There are 3 fundamentals that clearly separates a BDSM relationship from an abusive relationship.
(1) First, mutual CONSENT is an absolute ... the submissive (bottom) must fully consent to receive and serve while the dominant (top) must fully consent to give and be served. This doesn't preclude the submissive begging for activities to cease nor trying to "dissuade" the Dominant with protestions of "no, I don't want to" as these types of interchanges are an integral part of many BDSM and specifically D/s relationships. This is why the use of safewords is a necessity in fetish play ... both partners understand and accept that the use of the safeword really does mean NO / STOP NOW! and must always be prepared to stop immediately.

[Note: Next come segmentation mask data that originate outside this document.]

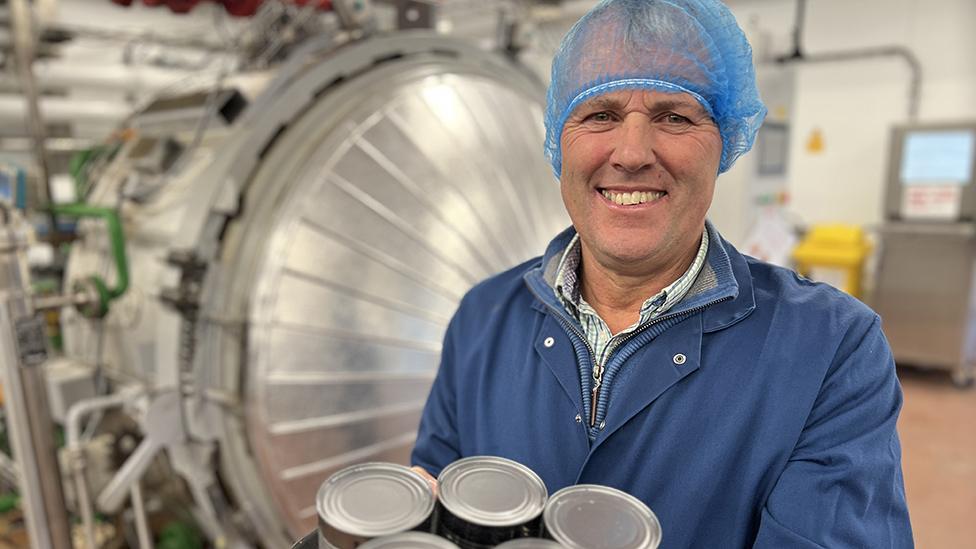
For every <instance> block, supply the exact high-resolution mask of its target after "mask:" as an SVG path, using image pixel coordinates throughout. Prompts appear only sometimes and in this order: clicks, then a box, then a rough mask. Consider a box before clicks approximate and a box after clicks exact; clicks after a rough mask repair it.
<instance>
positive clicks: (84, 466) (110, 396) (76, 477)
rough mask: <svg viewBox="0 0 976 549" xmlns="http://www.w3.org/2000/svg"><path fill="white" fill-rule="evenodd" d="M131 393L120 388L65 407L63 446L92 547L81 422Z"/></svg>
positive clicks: (92, 517)
mask: <svg viewBox="0 0 976 549" xmlns="http://www.w3.org/2000/svg"><path fill="white" fill-rule="evenodd" d="M133 396H134V394H130V393H125V392H119V393H115V394H111V395H107V396H103V397H95V398H90V399H86V400H82V401H79V402H76V403H75V404H73V405H72V406H71V407H70V408H68V413H67V414H66V416H65V421H64V423H65V425H64V429H65V446H66V447H67V450H68V455H69V456H70V457H71V467H72V473H73V476H74V481H75V492H76V495H77V497H78V512H79V513H80V514H81V521H82V524H83V527H84V530H85V539H86V540H87V542H88V546H89V547H90V548H92V549H94V548H96V547H98V546H97V545H96V544H95V512H94V510H93V509H92V504H91V495H90V494H89V493H88V483H87V482H85V467H86V465H87V464H86V461H85V454H84V452H85V450H84V448H82V446H81V422H82V420H84V419H85V417H87V416H88V415H89V414H91V413H93V412H99V411H102V410H107V409H109V408H117V407H119V406H122V405H123V404H125V402H126V401H127V400H128V399H130V398H132V397H133Z"/></svg>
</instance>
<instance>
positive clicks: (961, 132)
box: [901, 130, 976, 185]
mask: <svg viewBox="0 0 976 549" xmlns="http://www.w3.org/2000/svg"><path fill="white" fill-rule="evenodd" d="M974 155H976V131H973V130H942V131H933V130H928V131H912V132H908V133H906V134H905V142H904V148H903V150H902V157H901V182H902V184H903V185H965V184H968V183H969V182H970V181H972V179H973V163H974V162H973V156H974Z"/></svg>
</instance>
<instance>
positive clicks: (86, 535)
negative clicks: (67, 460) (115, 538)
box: [69, 449, 98, 549]
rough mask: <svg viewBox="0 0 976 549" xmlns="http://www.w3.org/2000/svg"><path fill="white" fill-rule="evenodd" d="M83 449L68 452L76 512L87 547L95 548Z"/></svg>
mask: <svg viewBox="0 0 976 549" xmlns="http://www.w3.org/2000/svg"><path fill="white" fill-rule="evenodd" d="M84 452H85V451H84V450H83V449H78V450H77V451H76V452H74V453H69V456H71V457H70V459H71V477H72V478H73V479H74V482H75V497H77V498H78V512H79V513H80V514H81V524H82V529H83V530H84V533H85V542H86V543H87V547H88V549H97V548H98V544H97V543H96V541H95V512H94V510H92V506H91V494H89V493H88V483H87V482H85V466H86V465H87V463H86V461H85V456H84Z"/></svg>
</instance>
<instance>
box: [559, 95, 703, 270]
mask: <svg viewBox="0 0 976 549" xmlns="http://www.w3.org/2000/svg"><path fill="white" fill-rule="evenodd" d="M561 139H562V141H561V143H562V159H563V162H562V175H561V177H560V188H561V191H562V196H563V202H564V203H565V204H566V210H567V211H568V212H569V217H570V218H571V219H572V220H573V225H574V226H575V227H576V230H577V232H578V233H579V235H580V239H581V240H582V242H583V246H584V250H585V251H588V252H589V253H590V254H592V255H593V257H594V258H595V259H596V260H597V261H598V262H599V263H600V264H601V265H603V266H605V267H609V268H611V269H613V270H615V271H617V272H618V273H620V274H641V272H642V271H644V272H647V271H648V269H650V270H651V271H660V270H663V269H668V268H669V267H672V266H674V265H675V264H677V263H680V262H682V261H684V260H685V259H686V258H688V257H690V255H691V254H693V253H694V250H696V247H697V245H698V242H699V239H700V238H701V233H702V230H703V229H704V224H705V213H706V212H707V211H708V207H709V205H710V204H711V201H712V193H713V191H714V189H715V179H716V177H717V175H718V166H719V161H720V160H721V156H722V138H721V136H720V134H719V131H718V127H717V126H716V125H715V123H714V122H713V121H712V119H711V117H709V115H708V113H707V111H705V109H704V108H703V107H702V106H701V105H700V104H699V103H698V102H697V101H696V100H695V99H694V98H693V97H691V96H690V95H688V94H686V93H662V92H656V91H647V90H624V91H617V92H613V93H607V94H604V95H600V96H598V97H595V98H593V99H591V100H590V101H588V102H586V103H584V104H582V105H580V106H579V107H577V108H576V110H575V111H574V112H573V113H572V115H570V117H569V119H568V120H567V121H566V124H565V126H564V127H563V134H562V138H561ZM634 193H636V195H635V194H634Z"/></svg>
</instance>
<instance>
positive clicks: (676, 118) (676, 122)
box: [663, 112, 691, 125]
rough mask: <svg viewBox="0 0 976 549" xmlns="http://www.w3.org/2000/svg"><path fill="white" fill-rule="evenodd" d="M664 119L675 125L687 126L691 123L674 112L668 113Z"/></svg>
mask: <svg viewBox="0 0 976 549" xmlns="http://www.w3.org/2000/svg"><path fill="white" fill-rule="evenodd" d="M663 119H664V121H665V122H666V123H668V124H674V125H685V124H690V123H691V120H689V119H688V118H687V117H685V116H682V115H680V114H678V113H673V112H669V113H666V114H665V115H664V117H663Z"/></svg>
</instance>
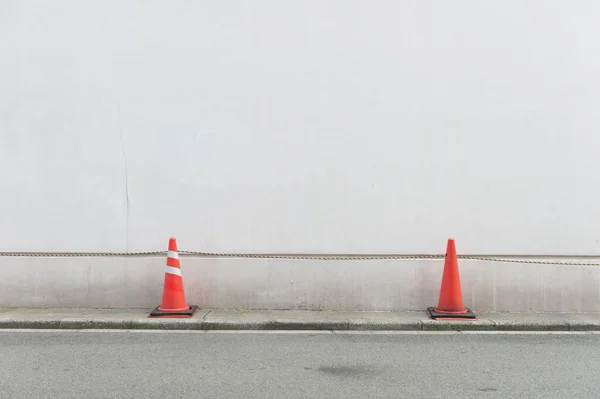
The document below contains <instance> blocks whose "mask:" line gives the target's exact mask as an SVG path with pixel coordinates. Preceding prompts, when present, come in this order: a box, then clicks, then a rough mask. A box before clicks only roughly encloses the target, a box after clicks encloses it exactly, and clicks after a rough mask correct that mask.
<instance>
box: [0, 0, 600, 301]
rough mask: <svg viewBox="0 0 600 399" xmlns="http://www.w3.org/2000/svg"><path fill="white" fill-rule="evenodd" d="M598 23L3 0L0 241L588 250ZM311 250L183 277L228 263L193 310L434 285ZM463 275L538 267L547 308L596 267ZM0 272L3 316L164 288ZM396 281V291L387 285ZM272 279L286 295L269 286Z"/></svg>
mask: <svg viewBox="0 0 600 399" xmlns="http://www.w3.org/2000/svg"><path fill="white" fill-rule="evenodd" d="M598 21H600V2H598V1H596V0H581V1H577V2H571V3H569V2H565V1H560V0H537V1H533V0H525V1H523V0H509V1H503V2H500V1H496V2H477V1H453V2H448V1H416V0H410V1H393V0H382V1H376V2H370V1H342V0H330V1H323V0H311V1H302V2H289V1H275V0H270V1H263V0H260V1H252V2H250V1H230V2H214V1H194V2H191V1H168V2H167V1H141V0H139V1H133V0H131V1H116V0H108V1H106V0H103V1H76V0H56V1H52V2H48V1H42V0H37V1H33V0H0V187H1V191H0V210H1V211H2V217H1V219H0V251H126V250H127V251H139V250H164V249H166V244H167V240H168V237H169V236H171V235H175V236H177V238H178V239H179V243H180V247H181V248H182V249H189V250H199V251H212V252H222V251H223V252H260V253H265V252H272V253H279V252H287V253H442V252H444V250H445V244H446V239H447V238H448V237H449V236H452V237H454V238H456V240H457V245H458V249H459V252H460V253H463V254H468V253H471V254H473V253H479V254H504V255H509V254H510V255H557V256H558V255H567V256H580V255H595V256H598V255H600V229H599V227H598V226H600V206H598V203H599V202H598V199H599V198H600V173H599V172H598V171H600V156H598V155H599V151H600V133H598V132H599V129H600V112H598V110H599V109H600V73H598V71H600V40H598V38H600V23H598ZM153 259H155V258H153ZM156 259H157V258H156ZM156 259H155V260H156ZM132 262H133V263H128V264H129V265H130V266H128V267H132V266H131V265H136V264H138V263H139V262H142V263H143V261H141V260H137V261H132ZM157 262H158V261H157ZM159 263H160V264H162V260H161V262H159ZM159 263H157V265H158V264H159ZM106 264H110V265H112V268H108V269H106V268H105V266H106ZM230 264H231V265H233V264H235V267H233V269H230V268H229V267H228V265H230ZM308 264H309V265H311V266H310V267H308V269H304V268H305V267H307V266H306V265H307V263H306V262H300V263H294V264H293V266H290V264H289V263H286V262H271V261H257V262H254V261H252V262H251V261H243V260H239V261H238V260H236V261H233V260H227V261H216V260H215V261H214V262H213V263H211V261H209V260H203V261H196V262H192V263H191V265H189V266H187V267H188V268H189V269H191V270H195V271H190V270H186V273H188V275H190V274H191V276H192V277H190V279H192V280H193V281H204V280H203V279H204V278H209V277H210V275H211V273H218V274H219V276H220V277H219V278H218V279H213V280H211V281H213V283H214V284H216V286H215V285H214V284H213V285H210V284H209V283H206V284H208V285H209V286H210V287H211V292H212V293H211V294H210V295H213V296H210V297H202V301H204V302H205V304H206V305H207V306H213V305H214V306H225V307H227V306H230V305H235V304H237V305H239V306H242V307H256V306H258V307H281V306H292V307H301V308H302V307H309V308H310V307H311V306H316V307H334V308H363V309H372V308H382V309H388V308H402V309H404V308H414V307H415V306H416V307H417V308H419V307H421V306H422V305H423V304H424V303H425V302H427V303H430V302H431V300H432V297H431V293H432V292H436V290H437V286H438V284H439V281H436V280H427V281H428V282H427V284H426V285H423V284H422V283H420V282H419V281H417V280H414V279H410V278H409V279H406V276H405V274H406V273H408V275H410V274H411V273H413V272H414V273H421V272H418V271H417V270H416V269H414V267H416V266H414V265H423V264H422V263H411V265H413V266H410V268H409V269H405V268H401V269H396V268H395V267H396V266H393V267H392V266H391V264H390V263H388V262H379V263H378V262H358V263H352V267H351V270H352V272H350V274H348V275H347V276H346V277H345V278H353V279H357V280H356V281H361V283H358V282H356V281H355V280H352V282H351V283H350V282H348V281H349V280H344V279H343V278H342V279H339V278H337V277H336V278H333V277H327V276H329V274H327V273H329V272H331V273H333V275H334V276H337V275H340V273H342V276H343V273H345V270H346V268H345V266H343V265H342V264H340V263H331V264H329V263H327V264H326V265H325V266H323V265H322V264H321V263H319V262H316V263H314V262H313V263H308ZM209 265H210V266H209ZM435 265H436V266H423V267H424V268H427V267H429V268H432V269H431V270H430V271H427V270H429V269H427V270H425V269H424V271H422V273H432V275H433V276H437V275H438V273H440V272H441V271H440V268H439V265H437V264H435ZM17 266H18V268H16V267H17ZM56 266H60V267H56ZM220 267H223V269H220ZM280 267H283V269H280ZM322 267H325V269H322ZM467 267H471V266H467ZM477 267H481V268H482V269H481V270H479V271H477V273H483V274H485V273H488V271H487V270H491V269H489V267H493V268H494V269H493V270H494V274H493V279H492V280H489V281H487V280H486V279H488V278H492V277H491V276H492V275H489V274H485V277H481V278H483V279H484V280H486V281H487V282H486V284H487V285H484V286H481V285H480V286H479V287H480V288H481V287H482V288H481V289H483V290H484V291H485V292H488V294H485V295H490V294H489V292H496V291H495V290H496V288H494V287H495V285H494V284H496V283H499V284H502V282H509V281H517V282H519V281H521V282H523V284H525V285H524V286H525V287H538V285H536V284H538V283H539V281H540V278H542V277H540V276H543V279H542V281H543V283H540V284H542V286H543V287H548V284H550V291H547V289H546V288H543V289H542V291H539V292H538V291H535V288H531V290H534V291H535V292H536V293H537V294H535V295H538V294H539V295H538V296H535V295H534V297H536V298H538V297H539V298H542V295H546V293H547V292H550V293H554V294H556V292H558V291H556V290H554V291H553V290H552V284H559V285H560V286H561V287H562V288H561V289H564V290H567V291H565V292H568V295H567V294H564V292H563V294H561V295H563V296H561V297H553V298H550V299H548V301H547V302H543V305H542V302H539V301H538V302H535V303H537V304H538V305H539V306H538V308H539V309H545V310H552V308H554V309H555V310H560V309H567V308H568V309H582V308H585V309H592V310H593V309H600V306H599V300H598V284H597V282H596V280H594V279H591V280H589V281H587V280H586V281H583V278H584V277H585V276H584V274H585V273H592V274H594V276H596V273H597V271H596V269H592V268H587V267H584V268H583V269H581V270H585V271H578V270H580V269H575V268H568V269H564V268H562V267H557V268H546V269H541V268H540V267H538V266H527V265H510V266H508V267H505V266H502V264H494V265H493V266H491V265H483V264H481V263H477ZM214 268H217V269H218V271H216V269H214ZM290 268H292V269H293V268H296V269H293V270H295V271H294V272H293V273H300V274H301V275H303V281H304V284H306V287H305V290H306V289H308V291H309V292H310V293H311V294H309V295H308V294H307V295H308V298H311V299H310V300H307V301H306V302H302V301H301V299H299V297H297V296H295V294H294V293H292V292H291V291H289V290H290V287H289V282H288V280H287V273H288V271H289V270H292V269H290ZM411 268H412V269H411ZM485 268H487V269H485ZM0 269H2V270H0V275H2V276H4V278H3V279H2V280H1V281H3V283H2V285H3V286H2V293H3V295H2V296H1V298H0V306H25V305H27V306H33V305H35V306H47V305H52V306H60V305H61V304H63V305H65V306H67V305H68V306H126V305H132V306H133V305H135V306H150V305H153V306H154V305H155V303H156V300H157V298H158V296H159V295H160V288H157V287H156V286H155V283H157V282H158V284H160V281H161V279H162V273H161V272H160V271H159V272H158V274H156V275H153V277H147V276H145V275H138V276H136V277H134V278H133V280H128V279H127V278H125V277H123V275H122V273H123V272H122V271H121V269H120V264H119V263H114V259H113V258H110V259H100V260H94V261H89V262H88V261H85V260H82V259H81V258H77V259H69V260H64V261H63V260H57V259H53V260H48V259H43V260H42V259H32V258H24V259H18V260H16V259H13V258H3V259H1V262H0ZM138 269H139V268H138ZM138 269H136V270H138ZM142 269H143V268H141V269H139V270H138V271H139V272H140V273H141V272H142V271H143V270H142ZM144 270H145V269H144ZM211 270H212V271H211ZM242 270H243V272H242ZM276 270H277V272H275V271H276ZM392 270H393V271H394V272H391V271H392ZM410 270H413V272H411V271H410ZM152 272H153V273H155V271H152ZM7 273H8V274H7ZM11 273H17V275H16V276H14V275H12V274H11ZM128 273H129V272H128ZM207 273H208V274H207ZM229 273H231V278H232V279H233V282H232V281H230V280H228V276H229ZM265 273H266V274H265ZM270 273H275V274H278V273H283V275H286V276H284V277H285V278H284V277H282V279H281V280H278V279H274V280H270V279H271V277H268V276H271V274H270ZM307 273H308V274H307ZM310 273H313V274H310ZM323 273H325V274H323ZM395 273H396V274H395ZM397 273H401V274H397ZM402 273H404V274H402ZM466 273H470V272H468V271H467V272H466ZM473 273H475V272H473ZM477 273H475V274H473V276H476V275H477V276H479V275H480V274H477ZM540 273H541V274H540ZM548 273H550V274H548ZM553 273H554V274H553ZM564 273H575V274H574V275H572V276H571V278H570V279H565V278H564ZM578 273H583V274H578ZM483 274H482V276H483ZM8 275H10V276H12V278H9V279H8V280H7V279H6V277H7V276H8ZM61 275H67V276H68V278H66V279H64V280H59V281H63V284H58V283H56V284H55V283H52V284H49V283H48V282H49V281H54V279H55V278H59V279H60V278H62V277H60V276H61ZM467 275H468V276H469V275H470V274H467ZM57 276H58V277H57ZM240 276H242V277H243V278H242V277H240ZM265 276H266V277H265ZM310 276H312V277H310ZM201 277H202V278H201ZM394 277H397V278H400V279H401V280H404V281H405V282H407V283H403V284H405V285H401V286H400V287H399V288H400V289H401V291H396V289H397V288H396V286H394V288H393V289H392V288H389V290H386V289H383V288H382V287H388V285H387V284H389V282H390V281H396V280H394ZM580 277H581V279H582V280H580ZM588 277H589V276H588ZM477 278H479V277H477ZM594 278H596V277H594ZM15 279H16V280H15ZM36 279H37V280H36ZM148 279H150V280H148ZM265 279H267V280H266V281H267V282H270V284H272V285H273V286H275V287H277V286H280V285H282V284H283V286H284V287H285V290H287V291H285V290H284V291H285V292H284V291H282V292H284V294H282V295H278V294H277V293H276V288H273V290H275V291H273V292H271V293H269V294H268V295H270V296H264V295H267V294H266V292H268V289H267V287H269V284H267V282H265ZM573 279H575V280H577V282H579V283H577V284H579V285H577V284H573V285H572V286H566V285H564V284H566V283H565V281H566V282H573V281H574V280H573ZM559 280H560V282H556V283H553V282H552V281H559ZM127 281H129V283H127ZM147 281H152V284H149V283H146V282H147ZM226 281H229V282H228V283H225V282H226ZM344 281H345V282H344ZM475 281H479V280H473V279H471V278H470V277H467V281H466V282H465V283H464V284H466V288H465V290H466V291H467V292H471V291H472V290H477V288H475V287H474V286H473V285H472V284H480V283H476V282H475ZM362 282H364V284H363V283H362ZM123 284H126V287H125V288H127V289H128V290H129V289H132V288H133V289H134V290H139V291H135V292H136V294H135V298H137V299H135V300H128V299H126V298H125V299H124V297H123V295H133V294H129V293H128V292H129V291H127V290H125V291H123V290H124V286H123ZM127 284H129V285H127ZM186 284H192V282H191V281H190V280H187V281H186ZM198 284H204V283H201V282H198ZM211 284H212V283H211ZM406 284H408V285H406ZM411 284H412V285H411ZM511 284H513V286H515V287H516V285H518V284H517V283H511ZM514 284H516V285H514ZM311 285H312V286H311ZM140 287H141V288H140ZM311 287H312V288H311ZM361 287H362V288H361ZM365 287H368V288H365ZM390 287H391V286H390ZM402 287H404V288H402ZM415 287H420V288H421V289H423V290H425V291H426V292H429V293H430V294H429V296H427V297H426V298H425V299H426V300H422V301H421V300H420V299H419V298H423V297H422V295H427V294H415V295H421V296H418V297H411V298H412V299H410V298H409V297H408V296H410V295H412V294H409V293H410V292H414V290H415V289H417V288H415ZM594 287H595V288H594ZM226 288H227V289H226ZM200 289H201V288H192V287H191V288H190V290H191V291H190V292H192V294H191V295H192V300H194V301H200V299H201V298H200V296H199V295H201V294H199V293H198V292H200V291H198V290H200ZM90 290H91V291H90ZM253 290H254V291H253ZM263 290H266V291H263ZM348 290H350V292H348ZM407 290H408V291H407ZM490 290H491V291H490ZM514 290H516V291H518V288H514ZM531 290H530V289H529V288H527V290H526V291H525V292H533V291H531ZM569 290H570V291H569ZM225 291H226V292H225ZM69 292H72V293H71V294H69ZM94 292H96V293H97V294H93V293H94ZM214 292H217V293H219V294H215V293H214ZM318 292H328V294H327V295H331V297H328V299H327V298H323V297H319V295H317V294H315V293H318ZM390 292H398V295H400V296H403V298H404V299H402V300H400V299H398V300H394V299H389V293H390ZM561 292H562V291H561ZM117 293H119V295H117ZM333 293H337V294H335V295H334V294H333ZM574 293H577V294H574ZM263 294H264V295H263ZM367 294H368V295H367ZM19 295H21V297H19ZM69 295H73V296H74V297H70V296H69ZM140 295H141V296H140ZM202 295H204V294H202ZM214 295H220V296H219V297H217V298H216V299H215V296H214ZM240 295H241V296H240ZM244 295H247V296H244ZM261 295H262V296H261ZM369 295H371V296H373V295H374V297H370V296H369ZM514 295H515V292H508V291H506V292H504V291H502V292H501V294H500V296H499V297H495V298H496V299H497V298H504V299H500V302H501V303H502V305H497V304H496V305H490V303H491V302H489V300H487V302H485V301H483V302H482V301H479V302H478V303H479V304H480V306H481V307H483V308H486V309H487V308H493V309H508V310H510V309H511V305H510V303H511V301H513V300H514V299H513V298H514ZM523 295H525V294H523ZM527 295H529V294H527ZM564 295H567V296H569V295H579V296H578V297H577V298H579V299H577V300H578V301H579V302H578V303H581V301H583V302H585V303H586V304H585V306H583V305H581V306H580V305H576V304H573V303H570V302H568V299H569V298H567V300H564V297H565V296H564ZM267 297H268V298H271V299H270V301H268V300H267V299H266V298H267ZM384 297H385V298H388V299H385V300H384V299H383V298H384ZM15 298H21V299H18V300H17V302H15ZM140 298H142V299H140ZM143 298H146V299H143ZM207 298H208V299H207ZM224 298H237V299H236V300H233V299H232V300H229V299H224ZM261 298H262V299H261ZM374 298H375V299H374ZM377 298H379V299H377ZM523 298H531V295H530V296H525V297H523ZM544 298H545V297H544ZM488 299H489V298H488ZM114 301H120V303H115V302H114ZM382 301H383V302H382ZM384 301H391V302H385V303H384ZM565 301H567V302H565ZM522 304H523V303H521V305H522ZM548 304H551V305H548ZM521 305H519V306H517V308H518V309H524V308H526V307H527V306H525V305H523V306H521ZM513 308H514V307H513Z"/></svg>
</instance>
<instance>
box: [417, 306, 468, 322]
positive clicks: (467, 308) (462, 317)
mask: <svg viewBox="0 0 600 399" xmlns="http://www.w3.org/2000/svg"><path fill="white" fill-rule="evenodd" d="M465 310H466V311H467V313H465V314H448V313H439V312H436V311H435V308H434V307H430V308H427V314H428V315H429V316H430V317H431V318H432V319H434V320H475V319H477V316H475V313H473V312H472V311H471V309H469V308H465Z"/></svg>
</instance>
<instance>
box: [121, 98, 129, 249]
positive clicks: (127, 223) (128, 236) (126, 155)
mask: <svg viewBox="0 0 600 399" xmlns="http://www.w3.org/2000/svg"><path fill="white" fill-rule="evenodd" d="M118 108H119V138H120V142H121V154H122V155H123V163H124V164H125V250H126V251H128V250H129V170H128V165H127V153H126V152H125V143H124V141H123V128H122V125H121V104H119V107H118Z"/></svg>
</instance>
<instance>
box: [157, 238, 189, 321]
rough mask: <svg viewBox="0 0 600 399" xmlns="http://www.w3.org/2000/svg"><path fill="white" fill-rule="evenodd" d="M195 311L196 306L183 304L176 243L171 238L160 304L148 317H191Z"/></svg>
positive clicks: (177, 254)
mask: <svg viewBox="0 0 600 399" xmlns="http://www.w3.org/2000/svg"><path fill="white" fill-rule="evenodd" d="M197 310H198V306H196V305H194V306H188V305H187V304H186V303H185V293H184V292H183V278H182V277H181V268H180V266H179V254H178V253H177V241H176V240H175V238H173V237H171V239H170V240H169V251H168V252H167V268H166V270H165V282H164V287H163V298H162V304H161V305H160V306H157V307H156V308H155V309H154V310H153V311H152V312H150V315H149V316H148V317H165V318H166V317H177V318H180V317H192V316H193V315H194V313H196V311H197Z"/></svg>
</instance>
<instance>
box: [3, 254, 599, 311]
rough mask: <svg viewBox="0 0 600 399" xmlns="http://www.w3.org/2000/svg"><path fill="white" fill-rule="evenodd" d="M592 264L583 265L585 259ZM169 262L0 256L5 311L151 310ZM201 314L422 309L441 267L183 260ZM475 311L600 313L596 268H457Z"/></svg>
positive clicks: (315, 261)
mask: <svg viewBox="0 0 600 399" xmlns="http://www.w3.org/2000/svg"><path fill="white" fill-rule="evenodd" d="M580 261H581V262H586V260H585V259H582V260H580ZM164 264H165V260H164V258H159V257H155V258H130V259H122V258H110V259H107V258H38V259H35V258H33V259H32V258H0V281H2V282H3V283H2V284H3V289H2V290H1V291H0V307H39V308H50V307H82V308H146V309H148V310H151V309H152V308H154V307H156V306H158V305H159V304H160V301H161V295H162V288H163V279H164ZM181 268H182V274H183V281H184V285H185V294H186V300H187V302H188V303H189V304H194V305H198V306H200V307H202V308H217V309H223V308H234V309H311V310H315V309H333V310H378V311H385V310H402V311H405V310H411V311H422V312H424V311H425V309H426V308H427V307H429V306H435V305H437V302H438V299H439V290H440V281H441V277H442V268H443V261H442V260H419V261H409V260H402V261H399V260H396V261H321V260H303V261H298V260H280V259H275V260H268V261H266V260H262V259H219V258H191V257H184V258H182V259H181ZM459 268H460V277H461V283H462V292H463V301H464V304H465V306H468V307H470V308H471V309H473V310H474V311H475V312H483V311H498V312H529V311H536V312H600V267H595V266H557V265H528V266H527V267H524V266H523V265H521V264H515V263H487V262H481V261H466V260H463V261H460V262H459Z"/></svg>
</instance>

(2) Second, the dominant must fully understand that the submissive's safety is fully in his/her hands at certain times and must be RESPONSIBLE enough to maintain control of himself or herself. This means that the dominant must always avoid indulging in alcohol or drugs which can diminish their ability to use SANE judgement. If the dominant is not able to do this, then scening should not be allowed by the submissive. In addition, scening should never occur when the dominant is truly angry as this can lead to true harm to the submissive should that anger flow into actions.
(3) Third, SAFETY is paramount ... the dominant must always be checking the submissive to ensure that they are okay and in no real danger. New dominants should never attempt complex scenes without first attending workshops to learn the skills necessary to safely conduct a scene. Of course, there are common sense things that any SANE individual would avoid ... for example, suspension outside the 14th floor of a hi-rise would be just plain dumb. So, try to use some common sense when you are contemplating scenes.